(CNN)"The West Wing" cast will reunite before the election for an HBO Max special, benefiting the voter-participation group When We All Vote. Watching the series again 20 years after its first of four consecutive best-drama Emmys, it's remarkable how well Aaron Sorkin's creation holds up, and how much of the Bartlet presidency still echoes through our current politics.
Revisiting the NBC series (which is available on Netflix and was produced by Warner Bros.

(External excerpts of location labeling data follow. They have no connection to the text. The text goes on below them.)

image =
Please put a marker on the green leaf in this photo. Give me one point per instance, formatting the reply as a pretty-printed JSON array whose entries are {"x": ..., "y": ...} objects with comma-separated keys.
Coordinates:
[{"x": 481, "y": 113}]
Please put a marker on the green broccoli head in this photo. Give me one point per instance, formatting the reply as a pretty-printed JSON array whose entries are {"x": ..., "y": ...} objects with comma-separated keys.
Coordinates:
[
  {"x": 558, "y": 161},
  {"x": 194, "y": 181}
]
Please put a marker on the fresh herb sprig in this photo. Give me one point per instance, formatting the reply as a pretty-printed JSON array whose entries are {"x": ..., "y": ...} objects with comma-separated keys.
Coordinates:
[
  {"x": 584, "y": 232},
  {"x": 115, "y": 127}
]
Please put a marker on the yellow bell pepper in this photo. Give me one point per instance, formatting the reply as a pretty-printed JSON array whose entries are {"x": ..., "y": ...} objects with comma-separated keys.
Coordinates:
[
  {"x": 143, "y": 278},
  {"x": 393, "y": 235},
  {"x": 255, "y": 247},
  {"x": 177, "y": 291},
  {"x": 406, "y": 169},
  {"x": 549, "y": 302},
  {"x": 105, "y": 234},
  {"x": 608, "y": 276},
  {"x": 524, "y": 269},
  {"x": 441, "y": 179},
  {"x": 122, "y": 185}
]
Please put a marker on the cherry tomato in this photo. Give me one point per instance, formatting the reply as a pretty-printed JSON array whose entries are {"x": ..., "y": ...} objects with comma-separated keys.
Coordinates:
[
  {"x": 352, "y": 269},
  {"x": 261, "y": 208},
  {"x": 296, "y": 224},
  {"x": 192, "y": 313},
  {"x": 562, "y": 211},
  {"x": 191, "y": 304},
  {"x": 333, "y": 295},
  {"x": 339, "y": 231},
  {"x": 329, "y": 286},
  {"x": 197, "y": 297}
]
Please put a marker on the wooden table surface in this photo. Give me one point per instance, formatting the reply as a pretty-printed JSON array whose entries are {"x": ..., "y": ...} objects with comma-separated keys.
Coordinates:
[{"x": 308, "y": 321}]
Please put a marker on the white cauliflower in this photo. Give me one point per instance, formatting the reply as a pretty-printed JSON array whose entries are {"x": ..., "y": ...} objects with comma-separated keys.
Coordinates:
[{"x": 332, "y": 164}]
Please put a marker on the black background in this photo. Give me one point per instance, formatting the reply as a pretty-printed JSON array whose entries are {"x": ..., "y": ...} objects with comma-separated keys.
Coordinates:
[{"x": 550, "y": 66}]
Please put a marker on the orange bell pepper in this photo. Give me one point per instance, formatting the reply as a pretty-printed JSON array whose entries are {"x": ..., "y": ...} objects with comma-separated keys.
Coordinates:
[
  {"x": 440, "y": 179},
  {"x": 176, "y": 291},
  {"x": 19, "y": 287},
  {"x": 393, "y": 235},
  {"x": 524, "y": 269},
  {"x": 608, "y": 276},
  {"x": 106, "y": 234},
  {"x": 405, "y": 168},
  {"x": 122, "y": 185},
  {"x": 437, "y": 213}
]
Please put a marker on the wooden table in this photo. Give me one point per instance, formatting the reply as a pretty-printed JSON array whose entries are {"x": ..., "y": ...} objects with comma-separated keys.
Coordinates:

Television, like CNN and HBO Max, part of WarnerMedia) underscores the patriotism and idealism, as well as intelligence and humor, the show embodied.
In "The West Wing," the dialogue came in rapid-fire bursts as people executed those famous walk-and-talk sequences through the halls, while the simple phrase "I serve at the pleasure of the president" could put a lump in your throat.
Underlying it all was an aspirational quality -- that this wasn't how government functioned, necessarily, but how you would hope the people tasked with these jobs and decisions would behave, even if you didn't agree with every policy decision or outcome.
The solutions were often elegant, the positions principled, the language soaring. "We're not going to be threatened by issues," the chief of staff, Leo (John Spencer), says in rallying the staff.
"I think government should be optimistic," Sam (Rob Lowe) says at one point, while his boss Toby (Richard Schiff) advocates for policies where "No one gets left behind."
Sorkin reached for those ideals while grounding the series in a hefty dose of real-world concerns, with a level of political savvy that underscored how the White House could hobble even the best and most noble of intentions.
A by-no-means comprehensive list of issues touched upon during the first few seasons included bounties on US soldiers, violence by white extremists, the estate tax, abortion, conflict in the Middle East and brinksmanship with China (among other terrible foreign-policy choices), pressure from big donors, and the president pushing back when told that a pending threat might require relocating him to the White House bunker.
Later in its run, during an astonishingly prescient presidential campaign pitting a young congressman of color against a veteran Republican senator, the candidates actually tossed out the rules during a televised debate, mixing it up without 30-second responses and timekeeping moderators, engaging in a debate in the truest sense of the word.
Nothing might have exemplified the show's ethos better than the 2004 episode "The Supremes," in which a bitter fight over a Supreme Court vacancy leads to an unexpected resolution, one that finally sets aside rank partisanship by putting forth the most qualified candidates.
Given the rancor surrounding the high court, there might be no hour of "The West Wing" that feels less tethered to our present reality.
There have, obviously, been other politically themed dramas in the intervening years, some tinged with (if not steeped in) cynicism, a la "House of Cards" or "Veep." With the benefit of hindsight, "The West Wing" can look a tad quaint, and perhaps naïve.
In a New York Times interview earlier this year, Sorkin described the White House, in TV terms, as "an interesting, glamorous workplace where almost anything can happen in the course of a day." But instead of depicting its occupants as "Machiavellian or dolts," he said, what if there were characters "as competent, dedicated and heroic as the doctors and nurses on hospital shows, as the cops on detective shows, as the lawyers on David E. Kelley shows. Wouldn't that be fun to see?"
During the third season, NBC offered an inside-the-White-House documentary in concert with the series, featuring former officials sharing their memories of serving, including reflections from presidents Gerald Ford, Jimmy Carter and Bill Clinton.
In that hour, Clinton quoted the late New York governor Mario Cuomo's famous line, "You campaign in poetry. You govern in prose."
"The West Wing," in many respects, sought to improve upon reality, as the best fiction often does. Two decades later, those ideals seem especially relevant, for a program that, at its best, delivered the sort of poetry in motion that was, and still is, fun to see.